Optional configuration

You can customize the behavior with pii_redaction_config:
entity_types
string[]
Preset or list of PII entity types to redact (e.g. ["GDPR"]). See Named Entity Recognition for supported entity types.
processed_text_type
enum
default:"MARKER"
How to replace detected PII:
  • MARKER: Placeholder labels like [NAME_1], [EMAIL_1]. Same entity will have same ID.
  • MASK: Each character replaced by a mask (e.g. “John Smith” → #### #####)

Example body

{
  "audio_url": "YOUR_AUDIO_URL",
  "pii_redaction": true,
  "pii_redaction_config": {
    "entity_types": ["GDPR"],
    "processed_text_type": "MARKER"
  }
}

Example output

Without PII redaction (raw transcript):
Hi, I’m calling about the order for John Smith. Can you confirm the delivery to john.smith@company.com?

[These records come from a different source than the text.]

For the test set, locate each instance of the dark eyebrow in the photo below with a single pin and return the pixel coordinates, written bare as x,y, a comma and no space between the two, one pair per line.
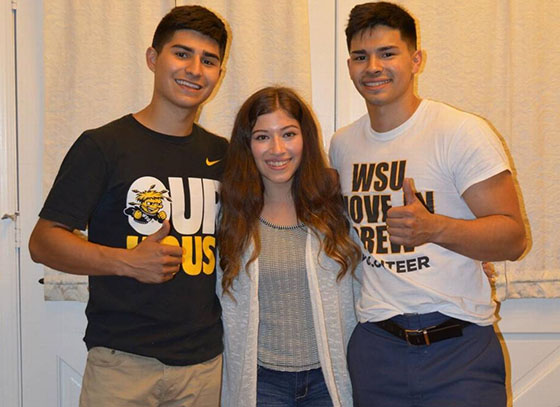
381,49
204,53
282,129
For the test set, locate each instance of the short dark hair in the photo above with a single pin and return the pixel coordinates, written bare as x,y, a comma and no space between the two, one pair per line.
196,18
370,15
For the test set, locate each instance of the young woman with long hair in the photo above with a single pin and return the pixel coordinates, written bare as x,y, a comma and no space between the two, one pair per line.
287,261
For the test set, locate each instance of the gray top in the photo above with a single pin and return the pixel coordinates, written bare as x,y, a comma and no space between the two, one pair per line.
286,339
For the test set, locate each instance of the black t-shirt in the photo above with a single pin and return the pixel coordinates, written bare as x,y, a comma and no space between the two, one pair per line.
121,181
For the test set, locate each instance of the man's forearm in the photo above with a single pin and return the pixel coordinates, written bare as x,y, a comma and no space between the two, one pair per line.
489,238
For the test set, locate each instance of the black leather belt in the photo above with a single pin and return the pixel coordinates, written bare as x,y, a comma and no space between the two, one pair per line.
451,328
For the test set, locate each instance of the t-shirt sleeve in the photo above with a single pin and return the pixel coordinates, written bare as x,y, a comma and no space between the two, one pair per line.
78,186
476,154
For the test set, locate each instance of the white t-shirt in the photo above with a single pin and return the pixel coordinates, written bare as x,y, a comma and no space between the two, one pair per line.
445,151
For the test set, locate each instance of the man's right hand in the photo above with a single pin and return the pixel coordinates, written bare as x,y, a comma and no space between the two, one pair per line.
152,261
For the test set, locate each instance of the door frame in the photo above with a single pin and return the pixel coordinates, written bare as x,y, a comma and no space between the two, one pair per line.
10,322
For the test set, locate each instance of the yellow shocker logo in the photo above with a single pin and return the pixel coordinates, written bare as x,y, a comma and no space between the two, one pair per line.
211,163
148,205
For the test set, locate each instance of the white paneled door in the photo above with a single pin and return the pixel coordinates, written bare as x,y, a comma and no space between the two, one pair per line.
53,353
10,355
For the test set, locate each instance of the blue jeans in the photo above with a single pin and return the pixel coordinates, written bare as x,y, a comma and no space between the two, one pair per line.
467,371
292,389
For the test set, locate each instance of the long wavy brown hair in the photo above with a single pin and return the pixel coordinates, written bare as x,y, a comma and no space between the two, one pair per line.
315,189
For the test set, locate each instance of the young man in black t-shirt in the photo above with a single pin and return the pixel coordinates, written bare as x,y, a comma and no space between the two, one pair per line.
145,186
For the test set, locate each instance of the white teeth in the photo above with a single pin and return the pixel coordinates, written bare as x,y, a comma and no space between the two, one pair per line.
188,84
277,163
376,83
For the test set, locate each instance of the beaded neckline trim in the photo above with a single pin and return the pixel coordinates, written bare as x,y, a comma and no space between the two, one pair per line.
272,225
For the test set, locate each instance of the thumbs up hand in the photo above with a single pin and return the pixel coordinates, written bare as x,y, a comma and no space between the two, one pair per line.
412,224
152,261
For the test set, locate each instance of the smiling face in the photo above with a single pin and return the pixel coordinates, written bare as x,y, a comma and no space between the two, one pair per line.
185,71
277,146
382,67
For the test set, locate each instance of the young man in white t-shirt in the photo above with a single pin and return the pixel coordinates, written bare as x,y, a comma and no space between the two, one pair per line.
430,192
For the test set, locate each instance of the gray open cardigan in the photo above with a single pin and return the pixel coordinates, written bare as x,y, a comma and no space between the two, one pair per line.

Yes, John Smith placed it yesterday.
With PII redaction (processed_text_type="MASK"):
Hi, I’m calling about the order for #### #####. Can you confirm the delivery to ######################? Yes, #### ##### placed it yesterday.
With PII redaction (processed_text_type="MARKER"):
Hi, I’m calling about the order for [NAME_1]. Can you confirm the delivery to [EMAIL_1]? Yes, [NAME_1] placed it yesterday.
The same entity mentioned multiple times receives the same marker ID (e.g. “John Smith” becomes [NAME_1] both times), so you can track references across the transcript while keeping sensitive data redacted.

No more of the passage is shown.